Perhaps the most fun of this book is finding out Tolkien’s original names for the characters. Frodo was Bingo. I think everyone is glad this eventually got changed. Between the song, “And Bingo was his name-o”, and the game, I think the name would have been too distracting. In actuality, Bingo is named after a family of stuffed bears Tolkien’s children had. Frodo was one of the companion hobbits. In addition, Aragorn was a hobbit named Trotter, and Pippin was Marmaduke. So lots of changes took place between the original drafts and the final addition.
The thing to remember when reading this and keeping in mind all these name changes is that LOTR was a sequel to The Hobbit. With these early drafts, it’s clear that the Tolkien’s intention was to come up with another adventure for hobbits, not the thousand-page saga of apocalyptic proportions that it turned into. There’s a lot of hobbit banter, that is, rather silly conversations between the hobbits that amused Tolkien and his son, but would have been remembered today as goofy, less risqué Monty Python-esque absurdities. Think of Pippin’s silliness multiplied by four. The story didn’t become serious until the first Black Rider appeared, something that surprised Tolkien himself as he wrote it.

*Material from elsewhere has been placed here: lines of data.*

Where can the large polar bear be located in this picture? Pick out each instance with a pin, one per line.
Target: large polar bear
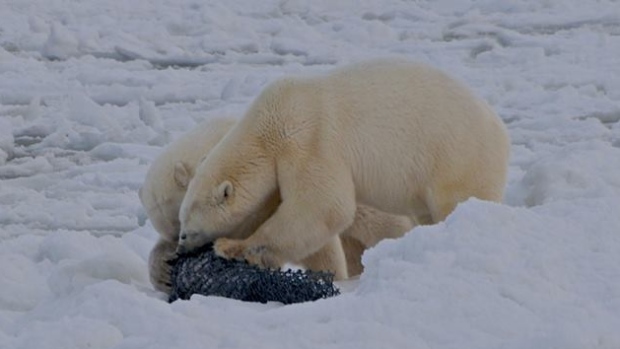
(399, 136)
(166, 183)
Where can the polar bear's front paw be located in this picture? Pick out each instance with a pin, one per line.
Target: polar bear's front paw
(239, 250)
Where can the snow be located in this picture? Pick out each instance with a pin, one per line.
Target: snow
(91, 92)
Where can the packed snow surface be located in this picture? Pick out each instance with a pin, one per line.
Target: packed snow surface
(91, 92)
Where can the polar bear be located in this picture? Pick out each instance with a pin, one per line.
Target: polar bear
(166, 183)
(399, 136)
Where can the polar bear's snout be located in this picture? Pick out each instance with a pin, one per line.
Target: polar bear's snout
(190, 240)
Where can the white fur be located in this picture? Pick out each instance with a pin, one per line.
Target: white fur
(165, 186)
(398, 136)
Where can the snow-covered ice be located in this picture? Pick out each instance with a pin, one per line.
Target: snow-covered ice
(91, 91)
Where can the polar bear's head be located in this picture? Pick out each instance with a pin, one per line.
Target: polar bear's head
(230, 193)
(162, 197)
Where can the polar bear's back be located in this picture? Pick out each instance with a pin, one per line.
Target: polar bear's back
(405, 115)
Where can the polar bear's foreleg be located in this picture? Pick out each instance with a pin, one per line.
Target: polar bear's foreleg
(318, 203)
(331, 257)
(159, 268)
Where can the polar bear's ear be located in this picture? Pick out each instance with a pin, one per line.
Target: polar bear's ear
(224, 192)
(182, 174)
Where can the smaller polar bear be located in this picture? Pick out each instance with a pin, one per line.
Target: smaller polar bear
(166, 183)
(399, 136)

It’s not until Trotter (the future Aragorn) tells the tale of Beren and Luthien that Tolkien starts to bring in the whole Middle Earth mythology. Suddenly, LOTR becomes part of the universe of the Silmarillion. The nature of the Ring grows from just being a simple magic trick to something much more dangerous. Things come together and soon the drafts transform into the text we are all more familiar with.

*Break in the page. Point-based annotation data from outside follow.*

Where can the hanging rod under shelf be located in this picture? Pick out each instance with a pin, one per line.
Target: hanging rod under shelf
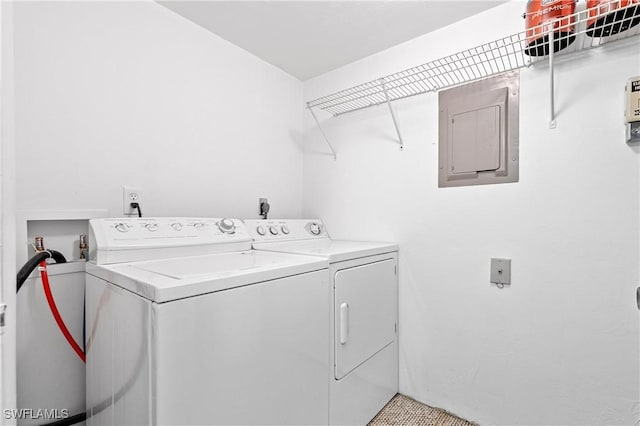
(483, 61)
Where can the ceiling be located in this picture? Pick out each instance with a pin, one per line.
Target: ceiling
(309, 38)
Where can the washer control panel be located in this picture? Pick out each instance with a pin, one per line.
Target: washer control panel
(178, 233)
(285, 229)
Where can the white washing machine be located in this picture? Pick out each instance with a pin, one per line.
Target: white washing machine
(363, 374)
(186, 325)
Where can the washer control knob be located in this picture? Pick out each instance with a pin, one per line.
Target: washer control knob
(315, 228)
(122, 227)
(227, 226)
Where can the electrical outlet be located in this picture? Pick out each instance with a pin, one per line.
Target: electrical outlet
(130, 195)
(500, 271)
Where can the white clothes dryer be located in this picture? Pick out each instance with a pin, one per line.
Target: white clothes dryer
(186, 325)
(363, 374)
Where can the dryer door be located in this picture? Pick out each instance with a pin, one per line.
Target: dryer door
(365, 313)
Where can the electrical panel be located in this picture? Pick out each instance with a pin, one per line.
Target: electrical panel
(478, 132)
(632, 109)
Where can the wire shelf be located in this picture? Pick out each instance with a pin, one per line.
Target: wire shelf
(597, 26)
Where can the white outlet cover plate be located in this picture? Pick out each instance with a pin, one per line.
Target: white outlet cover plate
(503, 265)
(127, 199)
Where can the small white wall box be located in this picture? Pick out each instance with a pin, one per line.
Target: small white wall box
(632, 109)
(478, 132)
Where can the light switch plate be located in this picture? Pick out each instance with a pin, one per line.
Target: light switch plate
(501, 271)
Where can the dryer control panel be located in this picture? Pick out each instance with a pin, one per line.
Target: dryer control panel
(285, 229)
(113, 240)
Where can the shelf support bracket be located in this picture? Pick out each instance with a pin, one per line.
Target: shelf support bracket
(333, 152)
(552, 122)
(393, 115)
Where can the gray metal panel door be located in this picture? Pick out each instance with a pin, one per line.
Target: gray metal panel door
(365, 313)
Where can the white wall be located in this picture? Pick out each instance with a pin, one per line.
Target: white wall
(8, 217)
(129, 93)
(561, 344)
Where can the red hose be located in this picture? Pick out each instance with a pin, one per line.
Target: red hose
(56, 314)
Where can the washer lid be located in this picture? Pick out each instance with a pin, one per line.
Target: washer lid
(334, 250)
(178, 278)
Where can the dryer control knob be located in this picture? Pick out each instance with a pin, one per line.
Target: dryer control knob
(122, 227)
(315, 228)
(227, 226)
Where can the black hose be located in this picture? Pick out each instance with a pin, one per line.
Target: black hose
(33, 263)
(23, 274)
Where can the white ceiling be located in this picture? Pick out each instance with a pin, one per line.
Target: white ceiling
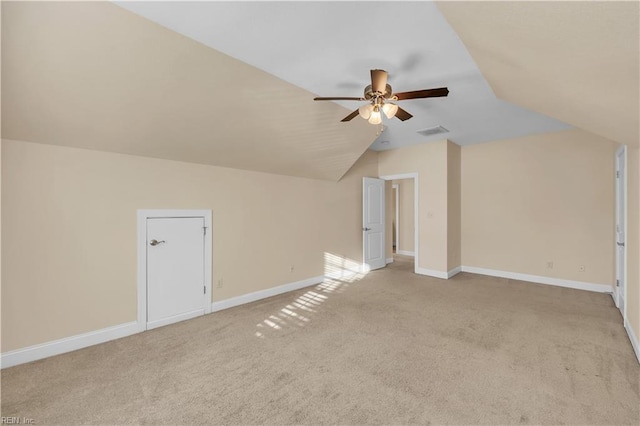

This book doesn’t cover the whole Fellowship of the Ring. It stops at the Mines of Moria. Aragorn is still Trotter, and Gimli and Legolas are still not formed either. It’s only 1939-1940 and Tolkien is still getting stuck. I think it’s funny that Tolkien sends updates to his publisher that chapters are being completed when he still doesn’t know where the story is really going.

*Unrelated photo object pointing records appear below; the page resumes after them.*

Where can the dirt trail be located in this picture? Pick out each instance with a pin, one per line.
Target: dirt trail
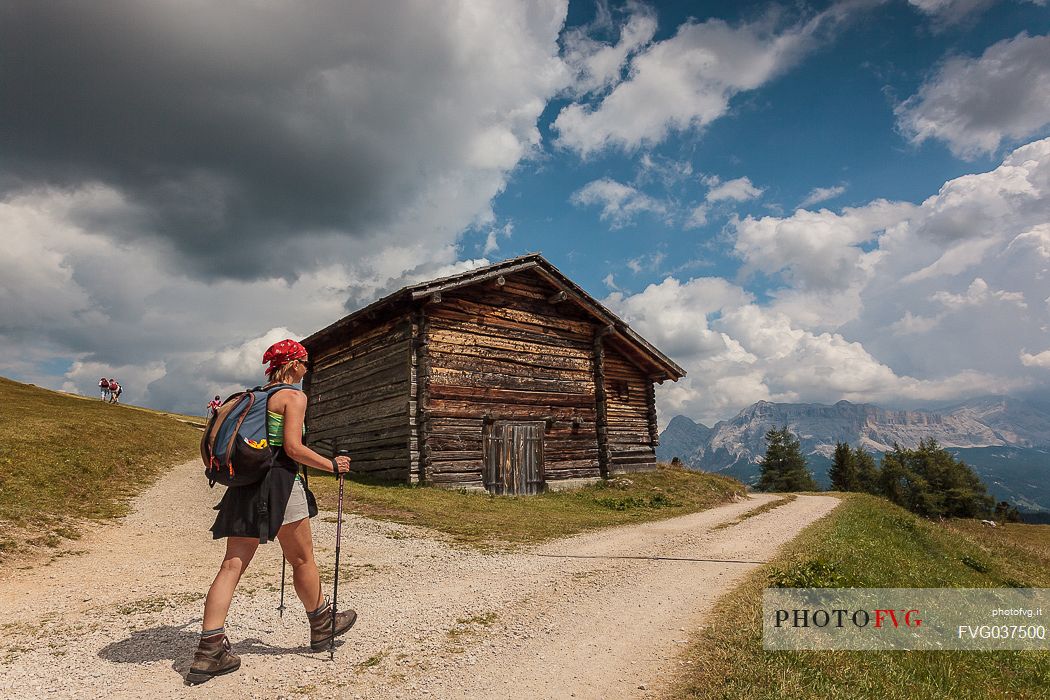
(591, 616)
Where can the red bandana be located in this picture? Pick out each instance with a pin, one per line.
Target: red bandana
(281, 353)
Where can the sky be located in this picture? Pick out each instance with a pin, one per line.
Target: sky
(799, 202)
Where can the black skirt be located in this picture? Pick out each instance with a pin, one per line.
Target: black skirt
(257, 510)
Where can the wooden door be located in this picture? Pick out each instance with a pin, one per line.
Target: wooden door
(513, 458)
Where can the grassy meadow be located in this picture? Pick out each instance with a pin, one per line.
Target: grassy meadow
(474, 517)
(869, 543)
(65, 460)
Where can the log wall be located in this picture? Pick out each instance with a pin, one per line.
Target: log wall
(360, 399)
(630, 406)
(506, 353)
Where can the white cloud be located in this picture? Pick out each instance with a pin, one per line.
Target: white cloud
(910, 323)
(979, 294)
(686, 82)
(817, 250)
(122, 311)
(1037, 360)
(697, 217)
(975, 104)
(737, 190)
(847, 316)
(1037, 238)
(595, 64)
(492, 237)
(422, 140)
(951, 12)
(649, 262)
(620, 203)
(819, 194)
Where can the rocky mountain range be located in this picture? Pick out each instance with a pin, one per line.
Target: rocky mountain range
(1006, 440)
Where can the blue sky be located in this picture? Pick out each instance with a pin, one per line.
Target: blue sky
(828, 122)
(797, 202)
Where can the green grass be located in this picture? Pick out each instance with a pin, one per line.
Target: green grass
(473, 517)
(65, 460)
(868, 543)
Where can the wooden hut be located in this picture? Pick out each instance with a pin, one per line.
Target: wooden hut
(507, 377)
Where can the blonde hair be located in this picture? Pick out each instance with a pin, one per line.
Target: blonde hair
(284, 374)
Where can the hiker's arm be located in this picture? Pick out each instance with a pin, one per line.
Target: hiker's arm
(295, 412)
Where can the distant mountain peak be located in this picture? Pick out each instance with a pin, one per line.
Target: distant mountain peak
(995, 424)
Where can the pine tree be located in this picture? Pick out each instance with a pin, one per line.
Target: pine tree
(843, 471)
(783, 466)
(867, 472)
(929, 481)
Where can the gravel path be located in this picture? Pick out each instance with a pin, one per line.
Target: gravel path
(589, 616)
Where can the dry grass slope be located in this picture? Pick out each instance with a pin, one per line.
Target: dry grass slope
(65, 460)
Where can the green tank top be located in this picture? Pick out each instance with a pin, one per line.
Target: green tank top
(275, 431)
(275, 428)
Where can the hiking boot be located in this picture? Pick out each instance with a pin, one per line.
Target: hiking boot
(212, 658)
(320, 626)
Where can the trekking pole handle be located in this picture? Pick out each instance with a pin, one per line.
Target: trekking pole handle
(339, 452)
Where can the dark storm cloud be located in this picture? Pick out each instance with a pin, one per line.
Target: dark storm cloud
(228, 125)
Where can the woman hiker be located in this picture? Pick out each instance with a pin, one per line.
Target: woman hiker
(291, 506)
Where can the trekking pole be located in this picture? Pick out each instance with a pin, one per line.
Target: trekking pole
(280, 608)
(338, 539)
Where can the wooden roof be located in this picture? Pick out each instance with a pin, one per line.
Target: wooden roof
(620, 332)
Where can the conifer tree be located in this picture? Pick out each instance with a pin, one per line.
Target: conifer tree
(843, 471)
(867, 472)
(784, 467)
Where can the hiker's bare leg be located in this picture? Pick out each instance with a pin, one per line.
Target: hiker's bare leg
(297, 543)
(238, 555)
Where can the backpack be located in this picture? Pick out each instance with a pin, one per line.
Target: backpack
(234, 448)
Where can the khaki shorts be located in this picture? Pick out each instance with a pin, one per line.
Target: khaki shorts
(296, 508)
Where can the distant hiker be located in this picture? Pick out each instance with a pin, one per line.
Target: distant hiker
(280, 503)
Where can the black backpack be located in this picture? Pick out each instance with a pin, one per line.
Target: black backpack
(235, 449)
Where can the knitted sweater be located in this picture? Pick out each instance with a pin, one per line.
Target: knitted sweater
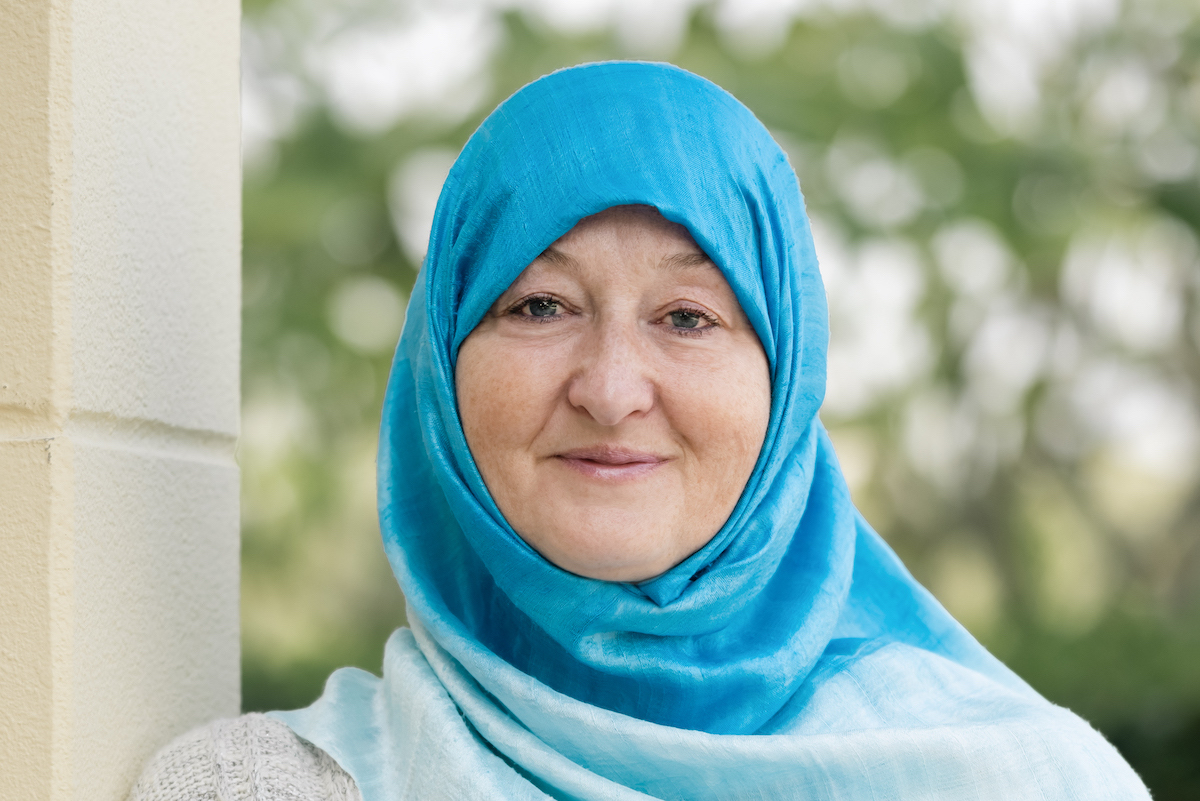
(249, 758)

I’m looking forward to the next three volumes. As usual, I followed along with Corey Olsen, the Tolkien Professor and his Mythgard Academy textual analysis of the book. This makes it much more readable. I have to admit, some of Christopher Tolkien’s background is very dry, but Olsen’s analysis breathes life into the history of the stories. I give the book four stars out of five and as usual give the warning that this is pretty much a book for fans like me, a dedicated geek.